How do I find faculty to do research with?
Faculty are often looking for smart, dedicated, creative undergraduates to support their research projects. Sometimes, you will want to work with someone you took a class with, which is a great entry point. Some faculty will even announce in class if they are looking for undergraduate research support. To find opportunities in the school yourself, first read the web pages of tenure-track iSchool faculty. Most faculty will have some description of their research interests, and many have considerable detail about recent research papers and current projects. Read about those projects and read recent research. If you have similar interests, craft an email to the faculty member with the following information:
- Express your interest in doing research with them
- Note what you're specifically interested in doing research about
- Share any skills you have that might be useful
- Share why you want to do research
The iSchool also arranges an annual undergraduate research recruiting night, where iSchool faculty and doctoral students seeking to recruit researchers can network with students interested in helping. We hold this at the beginning of winter quarter, in anticipation of recruiting for summer research positions and supporting research Capstones prior to the year of graduation.

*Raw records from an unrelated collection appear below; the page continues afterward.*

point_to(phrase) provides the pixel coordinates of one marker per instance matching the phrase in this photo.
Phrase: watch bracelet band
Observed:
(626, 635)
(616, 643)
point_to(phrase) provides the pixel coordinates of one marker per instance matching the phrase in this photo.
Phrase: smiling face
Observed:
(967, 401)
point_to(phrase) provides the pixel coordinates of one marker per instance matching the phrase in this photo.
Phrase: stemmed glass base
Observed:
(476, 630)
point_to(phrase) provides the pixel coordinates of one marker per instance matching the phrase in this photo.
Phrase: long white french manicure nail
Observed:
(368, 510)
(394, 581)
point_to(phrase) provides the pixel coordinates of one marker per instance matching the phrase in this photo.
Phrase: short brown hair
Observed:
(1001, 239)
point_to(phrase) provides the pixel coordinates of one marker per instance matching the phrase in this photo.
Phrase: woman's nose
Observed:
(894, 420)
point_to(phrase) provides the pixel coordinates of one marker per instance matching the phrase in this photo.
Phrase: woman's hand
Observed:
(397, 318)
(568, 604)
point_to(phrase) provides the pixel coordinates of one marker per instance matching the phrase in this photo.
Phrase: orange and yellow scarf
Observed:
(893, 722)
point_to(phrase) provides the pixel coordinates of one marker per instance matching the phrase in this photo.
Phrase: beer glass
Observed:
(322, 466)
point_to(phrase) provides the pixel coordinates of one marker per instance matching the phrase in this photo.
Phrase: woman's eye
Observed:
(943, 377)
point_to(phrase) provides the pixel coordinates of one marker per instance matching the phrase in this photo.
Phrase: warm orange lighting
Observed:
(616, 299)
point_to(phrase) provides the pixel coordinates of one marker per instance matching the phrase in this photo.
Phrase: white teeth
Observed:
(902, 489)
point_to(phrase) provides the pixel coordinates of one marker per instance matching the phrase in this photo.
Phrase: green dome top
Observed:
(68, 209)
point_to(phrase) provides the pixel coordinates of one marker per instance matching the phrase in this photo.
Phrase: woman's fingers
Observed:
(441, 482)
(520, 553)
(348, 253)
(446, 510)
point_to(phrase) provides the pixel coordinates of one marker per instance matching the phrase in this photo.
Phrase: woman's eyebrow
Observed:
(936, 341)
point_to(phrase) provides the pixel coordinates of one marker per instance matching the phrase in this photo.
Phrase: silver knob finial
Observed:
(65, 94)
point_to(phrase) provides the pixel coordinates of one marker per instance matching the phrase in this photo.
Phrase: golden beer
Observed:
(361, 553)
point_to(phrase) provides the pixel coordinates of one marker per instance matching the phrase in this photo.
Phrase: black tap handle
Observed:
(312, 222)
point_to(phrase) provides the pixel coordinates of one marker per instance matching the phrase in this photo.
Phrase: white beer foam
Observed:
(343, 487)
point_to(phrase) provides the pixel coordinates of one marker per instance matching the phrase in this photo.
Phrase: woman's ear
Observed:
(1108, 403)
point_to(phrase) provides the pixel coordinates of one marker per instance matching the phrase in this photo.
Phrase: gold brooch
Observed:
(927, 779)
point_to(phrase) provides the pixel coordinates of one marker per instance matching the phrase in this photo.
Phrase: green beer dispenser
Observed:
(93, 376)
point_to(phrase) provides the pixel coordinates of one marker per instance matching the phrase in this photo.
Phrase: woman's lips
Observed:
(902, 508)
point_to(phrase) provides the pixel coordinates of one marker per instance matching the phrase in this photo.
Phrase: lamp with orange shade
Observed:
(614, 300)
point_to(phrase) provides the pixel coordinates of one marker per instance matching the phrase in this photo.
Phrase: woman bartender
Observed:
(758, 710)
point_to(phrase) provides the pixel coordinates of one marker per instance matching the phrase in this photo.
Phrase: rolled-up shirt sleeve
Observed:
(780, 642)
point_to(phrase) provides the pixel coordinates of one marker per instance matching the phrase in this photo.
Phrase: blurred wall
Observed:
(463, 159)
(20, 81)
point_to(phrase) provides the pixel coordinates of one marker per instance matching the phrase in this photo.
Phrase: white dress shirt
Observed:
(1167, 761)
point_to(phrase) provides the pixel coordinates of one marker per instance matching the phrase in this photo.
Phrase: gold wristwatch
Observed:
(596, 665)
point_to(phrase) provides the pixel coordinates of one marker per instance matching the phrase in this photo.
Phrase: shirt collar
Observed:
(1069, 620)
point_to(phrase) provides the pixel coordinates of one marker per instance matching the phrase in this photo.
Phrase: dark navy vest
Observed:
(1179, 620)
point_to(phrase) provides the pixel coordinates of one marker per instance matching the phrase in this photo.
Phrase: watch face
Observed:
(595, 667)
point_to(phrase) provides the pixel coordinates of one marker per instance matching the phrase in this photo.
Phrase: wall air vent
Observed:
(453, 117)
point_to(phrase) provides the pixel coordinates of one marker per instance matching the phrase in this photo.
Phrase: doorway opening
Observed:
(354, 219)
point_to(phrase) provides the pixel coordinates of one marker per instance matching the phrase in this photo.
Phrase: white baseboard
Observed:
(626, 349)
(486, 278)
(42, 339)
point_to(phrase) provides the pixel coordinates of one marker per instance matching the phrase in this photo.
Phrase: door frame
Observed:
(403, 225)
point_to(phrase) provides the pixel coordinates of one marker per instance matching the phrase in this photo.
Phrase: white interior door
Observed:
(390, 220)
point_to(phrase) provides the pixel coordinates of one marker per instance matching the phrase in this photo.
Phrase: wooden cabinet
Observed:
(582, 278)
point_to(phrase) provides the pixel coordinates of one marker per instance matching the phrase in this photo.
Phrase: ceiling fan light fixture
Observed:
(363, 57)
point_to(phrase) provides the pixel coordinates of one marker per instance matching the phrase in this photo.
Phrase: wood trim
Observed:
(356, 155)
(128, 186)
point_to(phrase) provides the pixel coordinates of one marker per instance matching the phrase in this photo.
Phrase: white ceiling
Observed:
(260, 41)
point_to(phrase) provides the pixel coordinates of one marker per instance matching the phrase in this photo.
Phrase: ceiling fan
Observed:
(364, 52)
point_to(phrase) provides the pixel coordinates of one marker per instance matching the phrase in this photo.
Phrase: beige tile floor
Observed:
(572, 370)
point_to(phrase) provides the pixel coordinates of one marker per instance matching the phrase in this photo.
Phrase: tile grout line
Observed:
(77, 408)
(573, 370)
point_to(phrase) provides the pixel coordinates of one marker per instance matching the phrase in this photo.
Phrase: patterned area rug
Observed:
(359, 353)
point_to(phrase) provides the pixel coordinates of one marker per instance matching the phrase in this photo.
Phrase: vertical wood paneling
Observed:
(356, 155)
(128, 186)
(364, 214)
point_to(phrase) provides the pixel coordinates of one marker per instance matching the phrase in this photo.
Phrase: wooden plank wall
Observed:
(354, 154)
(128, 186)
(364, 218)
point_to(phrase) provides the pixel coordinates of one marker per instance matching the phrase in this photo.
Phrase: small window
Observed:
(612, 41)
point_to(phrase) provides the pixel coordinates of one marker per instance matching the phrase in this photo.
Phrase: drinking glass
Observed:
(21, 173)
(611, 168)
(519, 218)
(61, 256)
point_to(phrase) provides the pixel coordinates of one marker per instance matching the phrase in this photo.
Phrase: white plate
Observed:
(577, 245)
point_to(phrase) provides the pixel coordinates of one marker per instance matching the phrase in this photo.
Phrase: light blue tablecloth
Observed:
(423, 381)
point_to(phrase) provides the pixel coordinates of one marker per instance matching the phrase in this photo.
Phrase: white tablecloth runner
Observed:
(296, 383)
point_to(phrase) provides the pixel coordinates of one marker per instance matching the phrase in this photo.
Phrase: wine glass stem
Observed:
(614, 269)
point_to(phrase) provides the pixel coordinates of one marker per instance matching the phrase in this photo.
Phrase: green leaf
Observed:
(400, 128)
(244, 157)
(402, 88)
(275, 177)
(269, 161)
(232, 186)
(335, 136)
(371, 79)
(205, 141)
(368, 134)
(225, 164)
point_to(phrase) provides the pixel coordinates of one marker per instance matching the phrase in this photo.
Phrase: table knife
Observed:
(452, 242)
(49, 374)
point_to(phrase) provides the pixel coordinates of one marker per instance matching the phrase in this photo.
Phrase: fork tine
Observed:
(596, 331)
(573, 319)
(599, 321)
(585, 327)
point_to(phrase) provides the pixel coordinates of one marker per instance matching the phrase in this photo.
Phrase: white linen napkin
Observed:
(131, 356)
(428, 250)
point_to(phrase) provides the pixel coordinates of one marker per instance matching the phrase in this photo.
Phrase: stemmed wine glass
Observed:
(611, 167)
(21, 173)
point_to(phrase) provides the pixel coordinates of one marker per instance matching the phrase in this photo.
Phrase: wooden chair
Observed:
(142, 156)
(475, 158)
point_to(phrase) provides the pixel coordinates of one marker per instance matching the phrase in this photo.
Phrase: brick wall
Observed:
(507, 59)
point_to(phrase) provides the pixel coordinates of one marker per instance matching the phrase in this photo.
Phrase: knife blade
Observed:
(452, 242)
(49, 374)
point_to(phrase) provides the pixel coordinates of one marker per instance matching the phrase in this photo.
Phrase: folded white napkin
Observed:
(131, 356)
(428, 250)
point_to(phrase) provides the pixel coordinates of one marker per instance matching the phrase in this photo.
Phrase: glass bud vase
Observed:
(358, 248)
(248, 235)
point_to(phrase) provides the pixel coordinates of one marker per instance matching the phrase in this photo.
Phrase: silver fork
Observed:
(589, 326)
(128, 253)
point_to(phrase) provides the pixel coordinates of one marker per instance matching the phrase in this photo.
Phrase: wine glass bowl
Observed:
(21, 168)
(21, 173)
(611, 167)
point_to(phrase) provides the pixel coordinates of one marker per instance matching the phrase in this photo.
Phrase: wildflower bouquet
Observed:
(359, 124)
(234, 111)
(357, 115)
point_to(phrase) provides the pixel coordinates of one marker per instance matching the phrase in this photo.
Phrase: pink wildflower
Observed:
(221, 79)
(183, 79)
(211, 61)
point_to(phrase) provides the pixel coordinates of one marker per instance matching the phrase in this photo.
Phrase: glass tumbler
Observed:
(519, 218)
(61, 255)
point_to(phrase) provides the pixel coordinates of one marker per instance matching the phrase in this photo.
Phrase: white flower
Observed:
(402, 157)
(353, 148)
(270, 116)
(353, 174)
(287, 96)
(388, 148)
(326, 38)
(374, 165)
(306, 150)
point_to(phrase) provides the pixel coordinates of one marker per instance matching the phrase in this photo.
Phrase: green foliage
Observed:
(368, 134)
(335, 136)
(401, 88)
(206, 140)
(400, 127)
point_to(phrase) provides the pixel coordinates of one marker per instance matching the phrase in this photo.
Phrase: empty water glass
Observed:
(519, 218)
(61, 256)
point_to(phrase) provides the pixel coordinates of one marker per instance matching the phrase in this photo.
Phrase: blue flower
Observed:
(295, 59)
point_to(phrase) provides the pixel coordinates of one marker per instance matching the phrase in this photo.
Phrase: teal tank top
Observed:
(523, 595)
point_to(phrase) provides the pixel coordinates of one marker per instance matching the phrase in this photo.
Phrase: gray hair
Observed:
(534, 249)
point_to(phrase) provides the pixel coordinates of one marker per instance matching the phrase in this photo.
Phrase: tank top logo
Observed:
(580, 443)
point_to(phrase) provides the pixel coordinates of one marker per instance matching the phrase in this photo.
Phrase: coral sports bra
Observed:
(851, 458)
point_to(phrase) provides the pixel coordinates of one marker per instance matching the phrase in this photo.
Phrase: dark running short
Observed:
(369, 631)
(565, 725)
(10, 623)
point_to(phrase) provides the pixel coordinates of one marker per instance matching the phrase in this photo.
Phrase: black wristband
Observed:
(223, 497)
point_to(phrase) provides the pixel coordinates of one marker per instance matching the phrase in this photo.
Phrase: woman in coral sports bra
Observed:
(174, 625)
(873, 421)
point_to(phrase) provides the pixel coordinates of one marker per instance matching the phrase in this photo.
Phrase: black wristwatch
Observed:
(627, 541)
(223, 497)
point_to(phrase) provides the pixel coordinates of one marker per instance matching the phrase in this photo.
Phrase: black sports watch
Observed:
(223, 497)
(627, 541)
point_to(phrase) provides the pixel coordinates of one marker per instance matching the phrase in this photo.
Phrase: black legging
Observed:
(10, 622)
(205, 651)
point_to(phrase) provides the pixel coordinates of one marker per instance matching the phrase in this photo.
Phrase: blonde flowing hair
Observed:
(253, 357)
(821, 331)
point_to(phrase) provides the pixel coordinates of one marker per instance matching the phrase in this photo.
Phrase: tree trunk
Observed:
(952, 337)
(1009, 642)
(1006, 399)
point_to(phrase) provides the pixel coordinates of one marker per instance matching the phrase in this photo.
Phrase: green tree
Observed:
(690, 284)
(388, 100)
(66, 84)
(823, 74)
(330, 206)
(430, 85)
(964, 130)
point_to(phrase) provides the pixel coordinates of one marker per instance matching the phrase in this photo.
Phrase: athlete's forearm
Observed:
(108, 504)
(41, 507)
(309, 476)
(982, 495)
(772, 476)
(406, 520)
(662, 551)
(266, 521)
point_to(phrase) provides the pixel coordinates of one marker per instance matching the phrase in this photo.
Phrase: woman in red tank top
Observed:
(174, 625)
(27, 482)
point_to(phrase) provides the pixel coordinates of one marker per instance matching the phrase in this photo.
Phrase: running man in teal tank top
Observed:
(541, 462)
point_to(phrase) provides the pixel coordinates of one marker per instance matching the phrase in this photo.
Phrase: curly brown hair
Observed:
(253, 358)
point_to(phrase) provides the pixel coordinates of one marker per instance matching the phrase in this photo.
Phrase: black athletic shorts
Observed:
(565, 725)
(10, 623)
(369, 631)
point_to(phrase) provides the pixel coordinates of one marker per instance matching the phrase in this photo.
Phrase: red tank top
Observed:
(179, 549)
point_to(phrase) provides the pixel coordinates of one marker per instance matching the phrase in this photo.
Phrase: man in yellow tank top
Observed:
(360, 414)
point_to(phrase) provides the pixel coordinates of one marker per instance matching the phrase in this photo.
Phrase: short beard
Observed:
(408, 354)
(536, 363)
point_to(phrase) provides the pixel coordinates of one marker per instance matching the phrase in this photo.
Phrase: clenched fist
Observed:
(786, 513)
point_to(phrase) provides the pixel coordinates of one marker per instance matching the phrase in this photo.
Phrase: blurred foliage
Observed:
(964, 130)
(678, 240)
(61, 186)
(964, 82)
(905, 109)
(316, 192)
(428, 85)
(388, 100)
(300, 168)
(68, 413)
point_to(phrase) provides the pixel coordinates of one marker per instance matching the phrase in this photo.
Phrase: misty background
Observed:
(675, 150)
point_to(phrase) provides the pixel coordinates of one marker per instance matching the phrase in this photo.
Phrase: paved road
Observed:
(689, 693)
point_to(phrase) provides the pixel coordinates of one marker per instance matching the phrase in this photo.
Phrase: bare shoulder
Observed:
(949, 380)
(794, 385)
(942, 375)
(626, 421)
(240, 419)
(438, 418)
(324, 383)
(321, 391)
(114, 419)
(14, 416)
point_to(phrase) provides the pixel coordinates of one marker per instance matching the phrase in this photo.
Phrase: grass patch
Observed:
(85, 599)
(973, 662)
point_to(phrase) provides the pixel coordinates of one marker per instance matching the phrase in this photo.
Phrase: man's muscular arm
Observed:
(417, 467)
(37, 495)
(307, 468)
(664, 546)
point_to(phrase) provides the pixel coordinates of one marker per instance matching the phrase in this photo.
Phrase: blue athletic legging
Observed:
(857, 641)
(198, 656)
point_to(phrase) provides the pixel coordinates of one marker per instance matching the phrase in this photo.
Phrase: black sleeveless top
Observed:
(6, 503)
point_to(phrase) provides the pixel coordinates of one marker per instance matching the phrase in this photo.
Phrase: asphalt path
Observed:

It's important to note that not all faculty will be available to work with undergraduates. The only way to know is to ask a faculty member if they're willing to advise you and if they have projects with work to be done.
There are also countless research opportunities elsewhere on campus and at other universities. If you’re an Informatics major, watch the Informatics mailing list for opportunities elsewhere in the world. These usually occur in summer.
When should I do research?
There’s no right time; some students find opportunities as freshman, others just before graduation. This is especially true if you’re primarily interested in supporting research before joining the workforce.
That said, research does require skills. You may need to take a few classes before a particular faculty member is ready to work with you. INFO 300 Research Methods in Informatics is a good place to start. INFO 360 Design Methods covers methods often used in HCI research. INFO 370 Introduction to Data Science covers methods typically used in research with large data sets. All of these courses are an excellent introduction to research basics.
If you think you might want to get a Ph.D., the earlier you do research as an undergraduate, the better. Strong applicants to doctoral programs often have experience with research and multiple letters of recommendation from faculty, including at least one letter from someone who supervised you on research. The earlier you start, the more likely you'll be able to get good letters and have some record of research experience.
Should I go to graduate school?
There are many different types of graduate school, so it depends on what you want to do:
- Some graduate programs are professional master’s degrees. These include degrees like our Master of Information Management, our Master of Library and Information Science, our Master of Human-Computer Interaction and Design, and our Master of Data Science. These programs are not good for getting research experience, as they focus on training you for professions in industry.
- Some graduate programs are academic master’s degrees. They often involve coursework and a master’s thesis, which will usually be research. These can be good programs to get some research experience sufficient for applying to a Ph.D. program if you don’t already have research experience. One example of this is the Master of Human-Centered Design and Engineering, offered by our friends in the Department of Human-Centered Design and Engineering.
- Doctoral programs are where you learn to do research. Unlike the graduate programs above, they have minimal coursework and mostly involve working closely with faculty and other doctoral students to answer research questions, culminating in a dissertation.
Why get a doctorate instead of a master’s degree? There are many things you can do with a Ph.D. other than become a professor.